L’uniformità dei test Invalsi è in completa antitesi con la programmazione didattica personalizzata. Da un lato si chiede all’insegnante di organizzare un programma didattico cucito su misura di ogni studente, dall’altro si valuta questi ultimi tutti con lo stesso strumento e con gli stessi parametri. Se aggiungiamo le complicazioni legate alle classi pollaio, il quadro si completa.

La valutazione dell’insegnante, quindi, nella mente di qualcuno, era un modo per motivare l’insegnante a fare meglio. Ma mi sorge una domanda spontanea: non è che forse un insegnante è demotivato per via dello stipendio da fame che percepisce? Non è che forse un insegnante che entra in aula pieno di preoccupazioni su come pagare una bolletta, come pagare le tasse, come adeguarsi al costo della vita sempre crescente, perde quella serenità per lavorare al meglio? E che dire di quegli insegnanti, decine di migliaia, che lavorano lontano da casa? Sono nelle migliori condizioni operative? L’insegnante non è una macchina ma una persona che messa nelle migliori condizioni raggiunge i migliori obiettivi.

Cosa valutare?

Cosa si dovrebbe valutare per stabilire se l’insegnante Salvo è più bravo dell’insegnante Giovanni? Quale sarebbe la metrica? Come si stabiliscono i criteri rispettando l’art. 33 della costituzione che sancisce la libertà di insegnamento?

Leggendo alcuni criteri ne saltano all’occhio parecchi che fanno sorridere. Perché più si cerca di essere obiettivi, più ci si rende conto che ci si allontanerà dallo stabilire chi è bravo e chi meno.

Ogni docente saprebbe indicare nella propria scuola il collega bravo, capace ma questa indicazione non è possibile intrappolarla in una griglia di valutazione. Nel momento in cui stabilisci una griglia di valutazione, perdi di vista alcuni valori importanti non altrimenti valutabili dal punto di vista docimologico.

E allora a cosa servirebbero titoli come conoscenza di una lingua straniera, specializzazioni varie, master, corsi di perfezionamento, insomma una montagna di carte che non dimostrano che il docente Salvo sia più bravo di Giovanni. E neanche criteri come l’assiduità nella presenza a scuola anche in situazione di malattia o la preparazione di grandi progetti di ogni genere potranno stabilire oggettivamente qualcosa in merito alla bravura.

Vogliamo affidare la valutazione agli alunni e ai genitori? Potrebbe essere un criterio accettabile. Molti docenti non ne avrebbero paura.
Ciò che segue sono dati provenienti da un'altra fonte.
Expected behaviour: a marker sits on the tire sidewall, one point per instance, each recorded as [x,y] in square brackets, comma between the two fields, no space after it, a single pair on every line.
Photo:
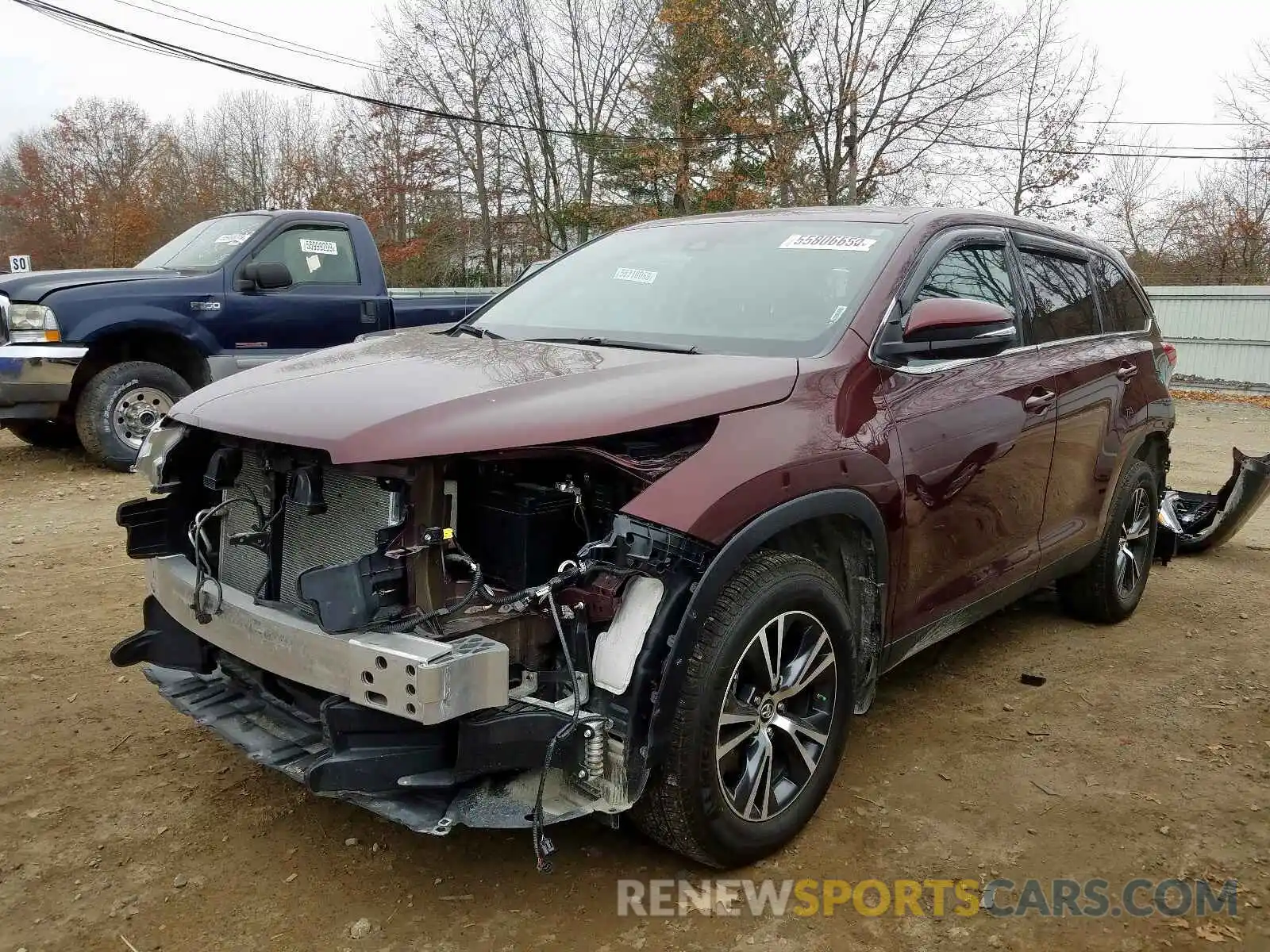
[1141,478]
[729,833]
[102,397]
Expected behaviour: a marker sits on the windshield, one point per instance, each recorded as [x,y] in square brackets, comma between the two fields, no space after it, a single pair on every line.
[768,287]
[205,247]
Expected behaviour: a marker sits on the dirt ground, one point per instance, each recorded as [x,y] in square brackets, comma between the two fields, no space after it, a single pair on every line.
[1147,753]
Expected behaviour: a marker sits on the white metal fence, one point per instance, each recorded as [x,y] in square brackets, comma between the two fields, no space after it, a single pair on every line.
[1222,334]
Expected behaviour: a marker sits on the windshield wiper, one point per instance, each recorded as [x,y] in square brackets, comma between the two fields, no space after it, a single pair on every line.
[626,344]
[463,328]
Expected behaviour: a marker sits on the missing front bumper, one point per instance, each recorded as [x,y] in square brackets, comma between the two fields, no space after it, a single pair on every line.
[324,754]
[406,676]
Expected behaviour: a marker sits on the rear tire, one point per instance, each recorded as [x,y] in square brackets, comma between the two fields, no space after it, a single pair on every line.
[46,435]
[787,738]
[120,405]
[1110,587]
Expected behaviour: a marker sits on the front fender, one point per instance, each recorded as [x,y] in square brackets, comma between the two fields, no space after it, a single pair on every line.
[145,317]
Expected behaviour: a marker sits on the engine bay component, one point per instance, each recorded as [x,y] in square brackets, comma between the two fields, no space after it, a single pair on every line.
[618,647]
[427,681]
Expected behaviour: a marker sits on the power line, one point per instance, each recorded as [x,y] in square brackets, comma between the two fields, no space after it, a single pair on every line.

Ma avete mai visto un medico valutato da un paziente? O un poliziotto valutato da un cittadino? Il tipo di valutazione che l’utenza può dare è sempre parziale, valuta ciò che arriva alla persona. Basterà essere più clementi e larghi di manica nelle valutazioni per raccogliere complimenti.

Appurato che una valutazione oggettiva non sia possibile ma soprattutto che essa non potrà mai avere alcuna finalità visto che non consente di fare carriera, possiamo arrivare alla conclusione che non c’è bisogno di valutare l’insegnante. Lo si valuti prima di entrare in ruolo, durante l’anno di prova, si stabilisca se sia o meno in grado di svolgere il delicato lavoro di occuparsi dell’istruzione degli studenti che gli vengono affidati.

L’arte e la scienza sono libere e libero ne è l’insegnamento…

Art. 33 Costituzione Italiana

Se l’insegnamento è libero, nessuno può dirci se insegniamo meglio o peggio di un altro.